Howard drivers warned of fake officers; 2 charged with impersonating police

THE BALTIMORE SUN

Howard County police warned citizens yesterday to be wary of suspicious behavior during traffic stops after they arrested a second person in less than a month on charges of impersonating an officer.

Both arrests occurred little more than a mile apart in Laurel, though police said the two are unrelated.

In the latest case, Brian Franklin Rogers, 25, was arrested Friday on U.S. 1 near Davis Avenue in Laurel. The Baltimorean was charged with impersonating an officer and concealing a deadly weapon, police said.

Police said an officer saw a man in a Dodge Stratus, which looked like an unmarked police car with antennas on the trunk, stop another car using emergency lights.

The Howard officer stopped to assist in the traffic stop and discovered that the man was posing as an officer, police said. The officer found a badge and handcuffs on his belt, a police baton on the front seat and, after a search, a billy club hidden under the front seat, police said.

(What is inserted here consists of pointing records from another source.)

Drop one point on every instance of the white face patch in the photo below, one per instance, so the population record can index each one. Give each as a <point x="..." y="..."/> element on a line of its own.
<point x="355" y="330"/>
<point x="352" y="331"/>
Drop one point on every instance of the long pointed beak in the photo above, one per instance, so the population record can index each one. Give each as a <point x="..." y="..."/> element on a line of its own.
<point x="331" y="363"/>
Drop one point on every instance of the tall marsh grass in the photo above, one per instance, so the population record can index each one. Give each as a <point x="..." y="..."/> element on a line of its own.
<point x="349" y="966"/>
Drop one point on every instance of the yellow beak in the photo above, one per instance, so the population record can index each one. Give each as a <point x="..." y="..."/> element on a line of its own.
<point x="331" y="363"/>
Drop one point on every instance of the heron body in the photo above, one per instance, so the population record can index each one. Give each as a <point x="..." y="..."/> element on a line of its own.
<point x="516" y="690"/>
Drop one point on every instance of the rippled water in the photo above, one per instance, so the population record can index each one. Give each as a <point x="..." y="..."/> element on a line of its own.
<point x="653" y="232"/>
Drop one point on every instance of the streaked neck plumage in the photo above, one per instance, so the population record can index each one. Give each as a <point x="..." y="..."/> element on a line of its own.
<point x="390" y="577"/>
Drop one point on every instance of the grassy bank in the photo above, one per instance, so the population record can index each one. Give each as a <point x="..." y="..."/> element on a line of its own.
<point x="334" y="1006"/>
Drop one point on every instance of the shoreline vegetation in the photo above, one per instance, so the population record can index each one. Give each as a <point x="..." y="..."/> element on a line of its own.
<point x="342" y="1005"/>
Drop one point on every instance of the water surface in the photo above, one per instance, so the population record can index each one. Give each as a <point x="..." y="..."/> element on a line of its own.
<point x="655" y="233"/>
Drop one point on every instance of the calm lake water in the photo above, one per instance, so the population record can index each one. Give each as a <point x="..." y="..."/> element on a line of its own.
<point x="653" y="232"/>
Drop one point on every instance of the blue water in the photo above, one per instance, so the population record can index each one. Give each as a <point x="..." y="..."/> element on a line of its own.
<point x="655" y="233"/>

In an unrelated case Aug. 10, police arrested Oley Burgess Rust III, 45, of Laurel and charged him with impersonating an officer, concealing deadly weapons and displaying a police shield without authority.

An officer saw an unattended Ford Crown Victoria, which looked like an unmarked police car, with its engine running on U.S. 1 near Freestate Drive in Laurel, police said.

When the officer stopped to offer assistance, he saw a gun bag on the front passenger seat of the car, a placard in the sun visor that read "Police Official Business" and an emergency light in the back of the car, police said.

A man approached the officer and said he was the driver of the car, police said. The officer found that the man was carrying two concealed knives, and two guns and ammunition in his car, police said.

In a statement yesterday, Howard police said that citizens may request to speak with a uniformed officer if they are stopped by a plainclothes officer driving an unmarked police car.

Drivers can also turn on their hazard lights - to acknowledge the officer - and drive to a well-lighted location before stopping.